With North Carolina’s Thom Tillis leading the way (including making arrangements for a couple of his fellow Republicans to run in at the last minute for the vote) the U.S. Senate Judiciary Committee approved North Carolina arch-conservative Thomas Farr this morning to serve as a federal judge in the state’s Eastern District. The vote was by a partisan count of 11-9.
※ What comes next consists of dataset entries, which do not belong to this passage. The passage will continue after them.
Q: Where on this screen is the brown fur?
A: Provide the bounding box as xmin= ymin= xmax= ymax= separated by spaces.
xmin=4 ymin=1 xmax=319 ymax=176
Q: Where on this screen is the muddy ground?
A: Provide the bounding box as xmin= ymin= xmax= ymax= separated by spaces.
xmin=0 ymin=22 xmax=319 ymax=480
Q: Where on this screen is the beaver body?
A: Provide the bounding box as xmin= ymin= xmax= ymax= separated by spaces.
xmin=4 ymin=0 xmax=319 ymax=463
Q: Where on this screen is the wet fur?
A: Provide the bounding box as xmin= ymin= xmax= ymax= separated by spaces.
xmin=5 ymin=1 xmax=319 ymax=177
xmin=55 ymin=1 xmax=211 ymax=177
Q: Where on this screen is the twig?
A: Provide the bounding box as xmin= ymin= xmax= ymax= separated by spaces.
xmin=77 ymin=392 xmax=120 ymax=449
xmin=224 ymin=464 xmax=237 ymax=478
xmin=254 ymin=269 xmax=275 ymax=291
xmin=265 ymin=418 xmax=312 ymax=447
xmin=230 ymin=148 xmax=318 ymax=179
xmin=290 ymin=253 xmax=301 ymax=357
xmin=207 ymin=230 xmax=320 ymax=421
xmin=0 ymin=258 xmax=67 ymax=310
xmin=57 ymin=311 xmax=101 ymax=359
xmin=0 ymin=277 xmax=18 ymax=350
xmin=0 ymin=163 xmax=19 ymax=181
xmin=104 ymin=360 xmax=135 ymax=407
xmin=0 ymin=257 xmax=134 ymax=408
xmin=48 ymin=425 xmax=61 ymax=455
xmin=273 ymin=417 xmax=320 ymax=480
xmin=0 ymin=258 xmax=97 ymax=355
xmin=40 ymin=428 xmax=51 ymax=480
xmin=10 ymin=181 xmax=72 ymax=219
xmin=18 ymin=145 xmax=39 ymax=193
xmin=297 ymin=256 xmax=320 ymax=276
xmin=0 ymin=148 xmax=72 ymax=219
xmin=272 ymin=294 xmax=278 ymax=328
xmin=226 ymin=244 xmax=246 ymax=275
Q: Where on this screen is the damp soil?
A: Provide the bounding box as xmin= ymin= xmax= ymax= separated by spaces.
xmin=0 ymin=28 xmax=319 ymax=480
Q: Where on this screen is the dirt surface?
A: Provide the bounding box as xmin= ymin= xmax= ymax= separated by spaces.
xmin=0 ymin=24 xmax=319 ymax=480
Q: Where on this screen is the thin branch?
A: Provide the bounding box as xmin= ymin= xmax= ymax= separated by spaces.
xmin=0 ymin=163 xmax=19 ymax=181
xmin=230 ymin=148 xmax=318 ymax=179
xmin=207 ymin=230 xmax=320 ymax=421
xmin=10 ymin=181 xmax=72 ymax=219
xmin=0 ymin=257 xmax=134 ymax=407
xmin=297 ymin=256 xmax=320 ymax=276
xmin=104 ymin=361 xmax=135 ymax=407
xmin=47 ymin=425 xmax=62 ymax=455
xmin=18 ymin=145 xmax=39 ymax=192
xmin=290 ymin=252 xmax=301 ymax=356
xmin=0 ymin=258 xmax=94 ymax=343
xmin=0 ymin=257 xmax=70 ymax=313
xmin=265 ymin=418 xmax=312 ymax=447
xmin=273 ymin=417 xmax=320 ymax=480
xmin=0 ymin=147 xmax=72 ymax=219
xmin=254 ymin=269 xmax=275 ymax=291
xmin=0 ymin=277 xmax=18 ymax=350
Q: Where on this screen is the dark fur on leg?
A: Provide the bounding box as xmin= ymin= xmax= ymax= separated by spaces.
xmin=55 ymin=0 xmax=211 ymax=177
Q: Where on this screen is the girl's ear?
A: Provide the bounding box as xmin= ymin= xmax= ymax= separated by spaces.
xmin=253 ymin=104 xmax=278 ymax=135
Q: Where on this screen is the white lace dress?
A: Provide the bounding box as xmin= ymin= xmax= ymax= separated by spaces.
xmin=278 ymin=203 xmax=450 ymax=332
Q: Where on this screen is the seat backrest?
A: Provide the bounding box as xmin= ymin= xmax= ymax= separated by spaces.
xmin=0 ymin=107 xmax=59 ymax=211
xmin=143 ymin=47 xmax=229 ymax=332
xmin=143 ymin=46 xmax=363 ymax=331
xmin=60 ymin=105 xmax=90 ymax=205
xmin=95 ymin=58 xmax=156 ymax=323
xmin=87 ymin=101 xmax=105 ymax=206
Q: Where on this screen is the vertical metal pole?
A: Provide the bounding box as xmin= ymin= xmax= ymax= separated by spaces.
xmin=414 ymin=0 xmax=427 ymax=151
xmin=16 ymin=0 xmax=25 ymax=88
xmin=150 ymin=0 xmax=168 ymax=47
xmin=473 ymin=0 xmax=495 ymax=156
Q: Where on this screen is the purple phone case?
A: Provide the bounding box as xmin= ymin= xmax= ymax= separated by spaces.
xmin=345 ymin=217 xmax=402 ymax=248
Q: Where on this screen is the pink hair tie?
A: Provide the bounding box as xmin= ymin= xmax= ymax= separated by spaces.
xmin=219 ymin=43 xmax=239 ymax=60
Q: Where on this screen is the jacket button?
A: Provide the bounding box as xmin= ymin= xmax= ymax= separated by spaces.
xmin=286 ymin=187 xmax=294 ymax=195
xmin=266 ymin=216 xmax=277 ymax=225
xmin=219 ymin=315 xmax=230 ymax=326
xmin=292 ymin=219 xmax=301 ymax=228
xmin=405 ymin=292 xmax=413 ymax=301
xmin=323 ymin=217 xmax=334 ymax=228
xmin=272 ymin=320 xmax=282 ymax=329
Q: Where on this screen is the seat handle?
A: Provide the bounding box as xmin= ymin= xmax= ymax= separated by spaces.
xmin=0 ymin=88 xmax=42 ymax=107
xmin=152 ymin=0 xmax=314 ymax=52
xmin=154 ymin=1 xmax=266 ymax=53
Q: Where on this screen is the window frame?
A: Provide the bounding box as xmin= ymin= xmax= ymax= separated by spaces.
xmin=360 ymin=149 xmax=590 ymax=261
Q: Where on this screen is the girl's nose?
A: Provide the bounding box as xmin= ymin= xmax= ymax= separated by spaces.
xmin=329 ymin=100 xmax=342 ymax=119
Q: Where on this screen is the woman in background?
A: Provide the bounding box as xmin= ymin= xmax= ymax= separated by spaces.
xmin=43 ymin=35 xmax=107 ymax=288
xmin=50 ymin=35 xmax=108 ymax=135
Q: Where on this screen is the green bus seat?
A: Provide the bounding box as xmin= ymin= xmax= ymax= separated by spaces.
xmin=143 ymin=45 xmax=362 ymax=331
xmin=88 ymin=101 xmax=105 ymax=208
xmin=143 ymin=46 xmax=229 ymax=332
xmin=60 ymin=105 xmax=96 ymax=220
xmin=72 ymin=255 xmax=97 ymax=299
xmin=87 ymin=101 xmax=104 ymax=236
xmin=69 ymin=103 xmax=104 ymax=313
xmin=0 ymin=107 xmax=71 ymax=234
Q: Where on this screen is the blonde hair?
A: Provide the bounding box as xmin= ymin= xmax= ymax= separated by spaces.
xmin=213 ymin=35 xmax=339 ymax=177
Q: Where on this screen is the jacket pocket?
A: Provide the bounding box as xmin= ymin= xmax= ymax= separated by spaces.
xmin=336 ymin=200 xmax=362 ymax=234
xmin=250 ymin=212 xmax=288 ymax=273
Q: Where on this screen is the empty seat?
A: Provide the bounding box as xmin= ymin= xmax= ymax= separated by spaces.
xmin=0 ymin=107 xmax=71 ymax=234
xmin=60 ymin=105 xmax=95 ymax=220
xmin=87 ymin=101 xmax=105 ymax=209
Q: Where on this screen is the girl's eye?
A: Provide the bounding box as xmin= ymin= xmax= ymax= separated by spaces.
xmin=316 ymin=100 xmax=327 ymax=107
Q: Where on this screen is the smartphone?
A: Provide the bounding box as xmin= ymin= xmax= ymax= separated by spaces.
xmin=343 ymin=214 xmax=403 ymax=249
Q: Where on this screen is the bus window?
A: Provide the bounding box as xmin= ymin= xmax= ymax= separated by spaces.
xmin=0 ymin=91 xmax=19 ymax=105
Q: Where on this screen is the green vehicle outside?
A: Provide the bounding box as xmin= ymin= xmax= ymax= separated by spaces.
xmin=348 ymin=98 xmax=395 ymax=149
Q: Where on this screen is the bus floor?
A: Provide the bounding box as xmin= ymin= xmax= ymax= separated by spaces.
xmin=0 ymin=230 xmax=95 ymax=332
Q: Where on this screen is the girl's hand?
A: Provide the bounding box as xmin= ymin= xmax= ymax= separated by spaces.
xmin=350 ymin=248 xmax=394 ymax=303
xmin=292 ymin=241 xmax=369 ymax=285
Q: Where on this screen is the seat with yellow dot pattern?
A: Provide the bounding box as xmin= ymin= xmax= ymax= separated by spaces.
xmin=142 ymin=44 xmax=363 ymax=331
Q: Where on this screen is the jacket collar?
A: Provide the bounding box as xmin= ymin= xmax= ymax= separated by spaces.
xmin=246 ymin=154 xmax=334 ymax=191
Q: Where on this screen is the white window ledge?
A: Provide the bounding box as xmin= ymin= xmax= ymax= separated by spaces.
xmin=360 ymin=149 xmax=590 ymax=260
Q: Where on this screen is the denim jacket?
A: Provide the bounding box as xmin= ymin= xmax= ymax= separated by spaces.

Farr’s nomination has been decried by national civil rights organizations as “repugnant” and “the culmination of a white supremacist political machine.” Vanita Gupta, president and CEO of the Leadership Conference on Civil and Human Rights and former head of the Civil Rights Division at the U.S. Department of Justice, put it this way:
“Mr. Farr has devoted much of his 38-year legal career to restricting voting rights and defending employment discrimination. As the Congressional Black Caucus wrote in a letter last month opposing Mr. Farr’s nomination: ‘It is no exaggeration to say that had the White House deliberately sought to identify an attorney in North Carolina with a more hostile record on African-American voting rights and workers’ rights than Thomas Farr, it could hardly have done so.’ The judicial vacancy to which Mr. Farr has been nominated has never had an African-American judge in its 143-year history. President Obama nominated two highly qualified African-American women for this judgeship, but they were blocked by Republican senators. It is now the oldest judicial vacancy in the country.”